Justin Gilbert, a Fort Wayne food blogger, says his mother always made Buckeyes for the holidays, and he names the chocolate and peanut butter balls as his favorite holiday treat.
There have been a number of occasions in the past where I have single handedly wiped out an entire tray of them, he writes.
The recipe below is adapted from the one his mother used when Gilbert was a child.
Elaine Gaff of Fort Wayne favors a chocolate stout cake she found on the food blog Smitten Kitchen. Last Christmas, she baked the cakes in mason jars and sent them out in gift packages.
They stay fresh for about six months in theory, she says, though none lasted longer than a few days.
Chocolate Peanut Butter Fluff
3 (3.4-ounce) packages sugar-free chocolate pudding
2 (8-ounce) containers light Cool Whip
1 (18 ounces) jar reduced-fat chunky peanut butter
Make pudding as directed. Mix with Cool Whip and peanut butter; chill.
– Elle Hinton
1 (18-ounce) jar creamy peanut butter
1 stick butter, softened
1 (1-pound) box confectioners sugar
1 tablespoon vanilla extract
1 (12-ounce) bag semi-sweet chocolate chips
1/2 bar paraffin wax, divided
1/2 bag peanut butter chips (6 ounces)
In a large bowl, mix together peanut butter, butter, confectioners sugar and vanilla extract until well combined. Roll into 30 1-inch balls; place on a cookie sheet and insert a toothpick into each buckeye. Refrigerate at least 2 hours.

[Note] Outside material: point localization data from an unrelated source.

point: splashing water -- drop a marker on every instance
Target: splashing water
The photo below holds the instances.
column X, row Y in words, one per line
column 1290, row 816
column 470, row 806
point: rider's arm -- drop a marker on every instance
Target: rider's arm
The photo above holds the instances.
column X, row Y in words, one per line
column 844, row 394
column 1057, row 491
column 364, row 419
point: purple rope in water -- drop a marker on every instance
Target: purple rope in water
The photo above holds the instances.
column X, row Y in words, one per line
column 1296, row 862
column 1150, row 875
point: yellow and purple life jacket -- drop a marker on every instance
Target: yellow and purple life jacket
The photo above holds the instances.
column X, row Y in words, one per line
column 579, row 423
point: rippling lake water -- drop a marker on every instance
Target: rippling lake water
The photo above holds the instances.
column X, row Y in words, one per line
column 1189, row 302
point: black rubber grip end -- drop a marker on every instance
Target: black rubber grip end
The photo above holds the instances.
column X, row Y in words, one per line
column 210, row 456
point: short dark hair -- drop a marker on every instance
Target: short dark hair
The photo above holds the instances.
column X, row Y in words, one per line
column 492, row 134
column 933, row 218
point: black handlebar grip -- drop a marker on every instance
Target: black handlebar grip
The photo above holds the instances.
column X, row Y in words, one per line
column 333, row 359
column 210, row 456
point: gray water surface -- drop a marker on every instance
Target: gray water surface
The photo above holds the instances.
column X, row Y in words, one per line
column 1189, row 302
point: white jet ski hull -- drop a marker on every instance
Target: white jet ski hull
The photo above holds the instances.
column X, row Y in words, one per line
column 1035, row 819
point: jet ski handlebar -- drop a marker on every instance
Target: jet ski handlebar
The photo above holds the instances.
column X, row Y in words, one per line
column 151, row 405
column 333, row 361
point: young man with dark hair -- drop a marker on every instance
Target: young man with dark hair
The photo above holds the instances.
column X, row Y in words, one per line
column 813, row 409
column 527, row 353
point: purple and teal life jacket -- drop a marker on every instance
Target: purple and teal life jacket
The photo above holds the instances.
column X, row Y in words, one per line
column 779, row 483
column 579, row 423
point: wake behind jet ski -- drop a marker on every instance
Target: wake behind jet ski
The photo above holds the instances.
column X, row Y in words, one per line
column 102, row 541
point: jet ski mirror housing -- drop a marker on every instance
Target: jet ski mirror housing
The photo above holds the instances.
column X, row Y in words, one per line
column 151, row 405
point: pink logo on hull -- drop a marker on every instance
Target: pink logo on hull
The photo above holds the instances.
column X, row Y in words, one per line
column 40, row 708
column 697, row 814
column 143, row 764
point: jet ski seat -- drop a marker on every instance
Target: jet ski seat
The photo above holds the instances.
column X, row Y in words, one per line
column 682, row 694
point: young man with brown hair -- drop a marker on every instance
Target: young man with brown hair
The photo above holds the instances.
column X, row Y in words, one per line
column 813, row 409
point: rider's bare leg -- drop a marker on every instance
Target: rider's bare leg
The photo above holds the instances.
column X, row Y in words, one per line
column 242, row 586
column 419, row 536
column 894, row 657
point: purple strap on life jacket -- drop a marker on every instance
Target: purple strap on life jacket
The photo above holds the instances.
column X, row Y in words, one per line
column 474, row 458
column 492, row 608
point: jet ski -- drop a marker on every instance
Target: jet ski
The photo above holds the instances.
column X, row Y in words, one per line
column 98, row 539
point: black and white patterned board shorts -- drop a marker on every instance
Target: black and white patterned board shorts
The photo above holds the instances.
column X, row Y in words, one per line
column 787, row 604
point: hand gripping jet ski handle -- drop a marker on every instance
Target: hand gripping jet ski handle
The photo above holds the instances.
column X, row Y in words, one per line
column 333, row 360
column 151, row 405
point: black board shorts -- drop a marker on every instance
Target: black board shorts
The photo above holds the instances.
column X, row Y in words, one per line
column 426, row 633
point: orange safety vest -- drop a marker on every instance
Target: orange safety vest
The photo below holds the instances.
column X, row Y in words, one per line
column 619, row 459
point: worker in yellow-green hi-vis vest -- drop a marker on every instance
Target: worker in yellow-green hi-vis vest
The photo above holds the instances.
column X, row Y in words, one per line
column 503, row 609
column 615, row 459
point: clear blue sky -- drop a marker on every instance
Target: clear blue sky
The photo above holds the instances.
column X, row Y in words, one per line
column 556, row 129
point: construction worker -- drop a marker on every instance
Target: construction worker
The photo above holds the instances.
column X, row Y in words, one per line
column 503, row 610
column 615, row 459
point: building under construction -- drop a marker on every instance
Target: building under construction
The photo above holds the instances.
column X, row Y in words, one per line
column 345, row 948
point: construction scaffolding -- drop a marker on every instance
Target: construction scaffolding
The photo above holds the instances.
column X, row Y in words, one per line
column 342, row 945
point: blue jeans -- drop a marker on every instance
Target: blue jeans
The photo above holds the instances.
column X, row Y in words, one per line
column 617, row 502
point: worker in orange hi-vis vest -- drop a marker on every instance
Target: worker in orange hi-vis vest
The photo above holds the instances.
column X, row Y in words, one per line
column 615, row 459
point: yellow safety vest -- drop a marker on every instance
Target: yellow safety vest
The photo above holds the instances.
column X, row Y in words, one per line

In a sauce pan over boiling water or a double boiler, heat chocolate chips and 2/3 of paraffin until completely melted and runny. Stir often.
Holding toothpick, coat buckeyes in chocolate. Leave top of ball uncovered. Place each ball on a cookie sheet covered with wax paper. Refrigerate at least 2 hours.
In a saucepan over boiling water or a double boiler, heat peanut butter chips and the remaining paraffin until melted and runny. Stir often. Dip top of buckeyes in mixture, covering exposed peanut butter. Let cool, then serve.
Chocolate Stout Cake
1 cup stout (such as Guinness)
1 cup (2 sticks) unsalted butter
3/4 cup unsweetened cocoa powder (preferably Dutch-process)
2 cups all-purpose flour
2 cups sugar
1 1/2 teaspoons baking soda
3/4 teaspoon salt
2 large eggs
2/3 cup sour cream
6 ounces good semisweet chocolate chips
6 tablespoons heavy cream
3/4 teaspoon instant coffee granules
Preheat oven to 350 degrees. Butter or spray a Bundt pan well; make sure you get in all of the nooks and crannies. Bring 1 cup stout and 1 cup butter to simmer in heavy large saucepan over medium heat. Add cocoa powder and whisk until mixture is smooth. Cool slightly.
Whisk flour, sugar, baking soda and salt in large bowl to blend. Using electric mixer, beat eggs and sour cream in another large bowl to blend. Add stout-chocolate mixture to egg mixture, and beat just to combine. Add flour mixture, and beat briefly on slow speed. Using rubber spatula, fold batter until completely combined. Pour batter into prepared pan. Bake cake until tester inserted into center comes out clean, about 35 minutes. Transfer cake to rack; cool completely in the pan, then turn cake out onto rack for drizzling ganache.
For the ganache, melt the chocolate, heavy cream and coffee in the top of a double boiler over simmering water until smooth and warm, stirring occasionally. Drizzle over the top of cooled cake.